Insuela

¿Cómo se lo puedo explicar? Soy capaz de verlo, de sentirlo, pero no sé por donde empezar…

Porque Insuela… Insuela es un lugar en el que la nostalgia, la soledad, la fuga y el camino se cruzan formando un crossroads, un lugar mítico, y por ahí (en mi mente) en un México que no es México, en un salvaje oeste que probablemente no es oeste ni mucho menos salvaje, en un sitio que desde luego hoy es desierto, pero que mañana podría ser una llanura del Midwest, o el Medio Oeste si lo prefiere pero así no suena tan bien, o un bosque en las Fragas do Eume, o una ciudad (des)industrial, con jeringuillas, drogas, putas, pepes, carvalhos, garitos y skins, o que también podría ser cualquier meseta, cualquier montaña en cualquier macizo que uno puede señalar en un globo terráqueo cuando éste da vueltas, y vueltas, y vueltas, y vueltas, y vueltas, y vueltas y vueltas y ¡zas! uno lo para con el dedo índice.  

Pht_Vivian_MaierFotografía de Vivian Maier.
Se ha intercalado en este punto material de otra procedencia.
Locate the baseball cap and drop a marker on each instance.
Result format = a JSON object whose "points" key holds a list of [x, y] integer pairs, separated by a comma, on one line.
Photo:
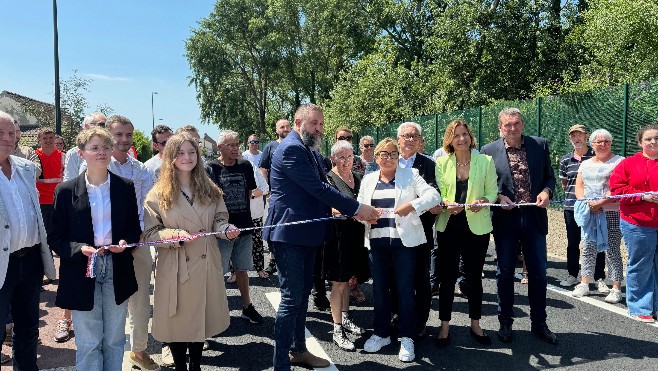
{"points": [[578, 127]]}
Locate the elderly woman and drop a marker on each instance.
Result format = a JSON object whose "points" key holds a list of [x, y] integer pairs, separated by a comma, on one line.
{"points": [[345, 246], [639, 224], [402, 195], [97, 208], [463, 177], [190, 302], [593, 180]]}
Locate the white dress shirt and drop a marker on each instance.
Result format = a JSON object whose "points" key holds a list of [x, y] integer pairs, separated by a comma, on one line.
{"points": [[408, 163], [22, 216], [101, 211]]}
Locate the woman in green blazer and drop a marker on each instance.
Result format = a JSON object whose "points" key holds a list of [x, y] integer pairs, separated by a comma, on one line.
{"points": [[463, 177]]}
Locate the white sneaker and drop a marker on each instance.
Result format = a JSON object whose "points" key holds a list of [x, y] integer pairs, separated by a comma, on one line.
{"points": [[582, 289], [406, 350], [569, 281], [376, 343], [342, 341], [614, 296], [602, 287], [167, 359]]}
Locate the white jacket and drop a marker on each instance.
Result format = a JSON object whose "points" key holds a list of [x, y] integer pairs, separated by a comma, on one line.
{"points": [[409, 187], [26, 171]]}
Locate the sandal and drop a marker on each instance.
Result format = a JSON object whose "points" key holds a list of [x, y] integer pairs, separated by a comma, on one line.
{"points": [[263, 274]]}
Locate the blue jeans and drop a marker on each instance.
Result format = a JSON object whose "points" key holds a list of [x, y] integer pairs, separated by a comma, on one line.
{"points": [[386, 264], [295, 265], [100, 334], [20, 292], [521, 227], [641, 269]]}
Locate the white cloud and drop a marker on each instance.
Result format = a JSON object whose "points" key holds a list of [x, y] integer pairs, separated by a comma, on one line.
{"points": [[97, 76]]}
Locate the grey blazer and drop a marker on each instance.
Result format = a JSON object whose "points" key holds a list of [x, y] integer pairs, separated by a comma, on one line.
{"points": [[26, 172], [539, 169]]}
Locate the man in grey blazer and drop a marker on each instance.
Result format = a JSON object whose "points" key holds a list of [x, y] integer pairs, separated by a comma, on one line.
{"points": [[24, 253], [525, 175]]}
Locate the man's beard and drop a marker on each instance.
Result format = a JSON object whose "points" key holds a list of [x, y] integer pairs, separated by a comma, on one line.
{"points": [[311, 140]]}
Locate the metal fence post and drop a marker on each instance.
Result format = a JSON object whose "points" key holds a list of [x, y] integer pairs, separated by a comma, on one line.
{"points": [[436, 131], [539, 116], [624, 121], [479, 127]]}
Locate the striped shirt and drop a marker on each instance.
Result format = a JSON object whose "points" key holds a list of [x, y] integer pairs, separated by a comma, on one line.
{"points": [[569, 166], [384, 232]]}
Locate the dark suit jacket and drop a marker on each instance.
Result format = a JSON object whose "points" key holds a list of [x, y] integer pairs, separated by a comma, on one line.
{"points": [[73, 229], [539, 169], [299, 191], [427, 169]]}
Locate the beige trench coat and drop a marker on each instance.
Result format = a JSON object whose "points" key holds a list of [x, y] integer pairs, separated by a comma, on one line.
{"points": [[189, 298]]}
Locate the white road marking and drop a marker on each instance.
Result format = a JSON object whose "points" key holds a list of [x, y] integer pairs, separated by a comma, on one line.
{"points": [[312, 343], [597, 303]]}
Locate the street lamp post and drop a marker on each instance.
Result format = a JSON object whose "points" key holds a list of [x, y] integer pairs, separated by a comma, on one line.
{"points": [[152, 111]]}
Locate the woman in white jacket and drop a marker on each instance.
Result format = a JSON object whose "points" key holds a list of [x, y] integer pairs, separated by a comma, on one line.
{"points": [[401, 195]]}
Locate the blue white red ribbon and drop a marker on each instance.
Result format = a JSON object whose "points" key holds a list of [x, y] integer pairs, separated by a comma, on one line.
{"points": [[91, 264]]}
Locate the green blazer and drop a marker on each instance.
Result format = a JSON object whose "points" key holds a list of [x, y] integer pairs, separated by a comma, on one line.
{"points": [[482, 182]]}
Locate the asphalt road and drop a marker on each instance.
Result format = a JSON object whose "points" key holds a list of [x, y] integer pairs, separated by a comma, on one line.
{"points": [[592, 335]]}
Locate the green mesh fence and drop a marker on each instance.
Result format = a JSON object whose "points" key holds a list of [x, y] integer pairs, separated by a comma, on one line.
{"points": [[622, 110]]}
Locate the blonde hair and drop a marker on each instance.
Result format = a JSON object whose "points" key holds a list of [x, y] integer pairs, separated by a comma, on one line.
{"points": [[167, 187], [384, 143], [450, 135], [95, 131]]}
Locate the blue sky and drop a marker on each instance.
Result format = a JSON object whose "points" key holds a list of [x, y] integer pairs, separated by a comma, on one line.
{"points": [[129, 48]]}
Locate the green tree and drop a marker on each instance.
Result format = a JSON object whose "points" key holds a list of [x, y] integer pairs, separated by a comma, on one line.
{"points": [[143, 145]]}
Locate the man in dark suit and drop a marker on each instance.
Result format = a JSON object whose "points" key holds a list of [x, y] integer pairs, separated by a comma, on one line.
{"points": [[299, 191], [525, 175], [409, 139]]}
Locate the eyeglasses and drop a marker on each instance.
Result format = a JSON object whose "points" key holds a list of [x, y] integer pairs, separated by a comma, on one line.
{"points": [[345, 158], [410, 136], [386, 155], [96, 149]]}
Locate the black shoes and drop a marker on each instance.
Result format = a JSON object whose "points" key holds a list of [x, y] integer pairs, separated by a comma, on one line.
{"points": [[484, 339], [505, 333], [545, 334]]}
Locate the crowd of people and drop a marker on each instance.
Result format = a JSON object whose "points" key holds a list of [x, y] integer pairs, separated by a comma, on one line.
{"points": [[415, 224]]}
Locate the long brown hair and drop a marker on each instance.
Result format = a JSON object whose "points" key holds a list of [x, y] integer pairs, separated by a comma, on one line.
{"points": [[168, 187]]}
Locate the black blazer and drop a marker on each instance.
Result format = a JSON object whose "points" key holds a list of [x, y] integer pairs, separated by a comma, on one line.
{"points": [[427, 168], [72, 229], [541, 177]]}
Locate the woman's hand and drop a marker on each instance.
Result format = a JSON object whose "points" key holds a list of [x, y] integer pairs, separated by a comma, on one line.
{"points": [[232, 232], [88, 250], [120, 248], [475, 208], [404, 209]]}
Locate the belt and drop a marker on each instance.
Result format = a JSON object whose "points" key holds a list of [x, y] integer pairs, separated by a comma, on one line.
{"points": [[24, 251]]}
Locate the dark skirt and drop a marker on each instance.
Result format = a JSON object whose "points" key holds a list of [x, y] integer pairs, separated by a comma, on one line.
{"points": [[344, 254]]}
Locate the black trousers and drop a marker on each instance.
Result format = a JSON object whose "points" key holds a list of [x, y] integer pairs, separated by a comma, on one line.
{"points": [[456, 241], [573, 249]]}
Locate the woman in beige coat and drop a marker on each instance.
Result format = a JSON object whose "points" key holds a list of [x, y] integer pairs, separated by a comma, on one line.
{"points": [[190, 299]]}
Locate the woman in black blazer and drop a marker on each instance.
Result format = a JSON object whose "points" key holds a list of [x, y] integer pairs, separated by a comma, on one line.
{"points": [[96, 208]]}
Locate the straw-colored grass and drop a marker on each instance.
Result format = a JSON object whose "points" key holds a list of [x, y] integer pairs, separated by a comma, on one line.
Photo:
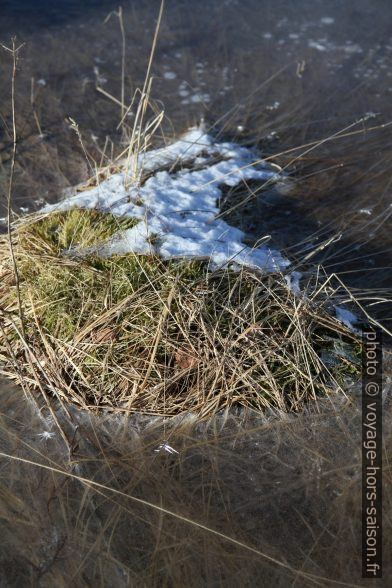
{"points": [[137, 333]]}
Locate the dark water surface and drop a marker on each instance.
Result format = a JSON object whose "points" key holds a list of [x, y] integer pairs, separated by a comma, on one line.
{"points": [[279, 74]]}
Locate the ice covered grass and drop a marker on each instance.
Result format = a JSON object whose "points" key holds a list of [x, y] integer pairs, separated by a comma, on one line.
{"points": [[174, 194], [140, 331]]}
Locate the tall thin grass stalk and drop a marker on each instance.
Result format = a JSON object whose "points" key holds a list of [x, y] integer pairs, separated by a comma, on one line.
{"points": [[14, 52]]}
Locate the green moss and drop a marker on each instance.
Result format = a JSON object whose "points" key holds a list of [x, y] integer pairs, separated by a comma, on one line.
{"points": [[235, 334]]}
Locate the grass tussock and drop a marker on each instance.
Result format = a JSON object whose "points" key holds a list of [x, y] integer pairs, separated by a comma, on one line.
{"points": [[137, 333]]}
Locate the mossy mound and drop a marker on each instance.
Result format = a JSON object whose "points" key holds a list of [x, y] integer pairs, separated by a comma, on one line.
{"points": [[136, 333]]}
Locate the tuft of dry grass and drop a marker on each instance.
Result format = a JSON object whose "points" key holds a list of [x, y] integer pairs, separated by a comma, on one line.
{"points": [[137, 333]]}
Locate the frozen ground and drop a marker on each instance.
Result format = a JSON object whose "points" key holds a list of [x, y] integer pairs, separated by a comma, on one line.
{"points": [[178, 202]]}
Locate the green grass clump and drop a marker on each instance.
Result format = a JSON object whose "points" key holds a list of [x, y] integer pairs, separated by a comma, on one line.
{"points": [[137, 333]]}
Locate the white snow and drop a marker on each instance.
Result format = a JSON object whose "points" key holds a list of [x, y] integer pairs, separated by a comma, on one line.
{"points": [[178, 209], [347, 318], [170, 75]]}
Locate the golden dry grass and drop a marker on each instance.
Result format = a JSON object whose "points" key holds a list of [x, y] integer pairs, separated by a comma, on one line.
{"points": [[136, 333]]}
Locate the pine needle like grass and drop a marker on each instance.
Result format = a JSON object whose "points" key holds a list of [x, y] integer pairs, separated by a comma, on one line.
{"points": [[139, 334]]}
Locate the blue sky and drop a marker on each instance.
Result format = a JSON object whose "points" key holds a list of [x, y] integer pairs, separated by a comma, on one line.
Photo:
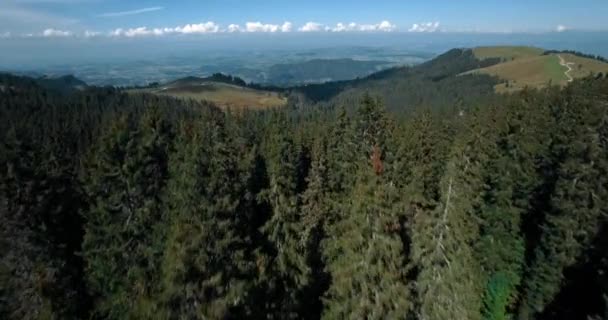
{"points": [[127, 18]]}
Eso es Insuela. El mejor lugar del mundo, donde para el dedo índice, donde murió Andrés Araújo, entre las dunas de arena que se levantan al final del pueblo, acribillado, tintado de sangre reseca, quemado al sol, sediento de venganza, (y de sed, claro); donde Ignacio Marcos se escapó al monte, y vivió bajo los árboles, y bebió de las cascadas, y durmió en sus cuevas e hizo triunfar su revolución de la que nunca nadie supo antes de que se hubiese vuelto a casa y se comiera un buen bocata de chorizo del que igual tuvieron noticias más gente que de la susodicha revolución; donde el inspector Carvajal llegó a una isla que nunca supo entender, para resolver un caso que nunca supo entender y se fue preguntándose todo sin entender, claro, nada. Ahí, exactamente ahí, radica (que palabra más seria, más sosa para tanta locura, radicar, ¿no le parece?) Insuela.

Pero es que no es eso. No, no puede ser eso. O, por lo menos, no puede ser tan solo eso. Porque es eso más cualquier otra cosa, podría ser o estar o formar parte de una canción, o de un libro, o de un relato corto, porque Insuela, si lo quieres, puede ser anacrónica, inconexa, caótica, carente de sentido común… todo con tal de que sea. Podría ser una canción de los Arizona Baby en la Guerra Civil, o de los Allman Brothers en cualquier historia de un fugado en el siglo pasado, o en el anterior, o en el anterior… sí, claro, porque Insuela podría ser también el Express Yourself de Niggas With Attitude. ¿Usted entiende, doctor? Y Rayuela, y Comala, y Santa Teresa de San Roberto Bolaño, y cualquier otro sitio en el que se prohíban por decreto y por ley y por decreto ley las líneas rectas, perfectas y demasiado altas como para saltárselas sin esfuerzo alguno. 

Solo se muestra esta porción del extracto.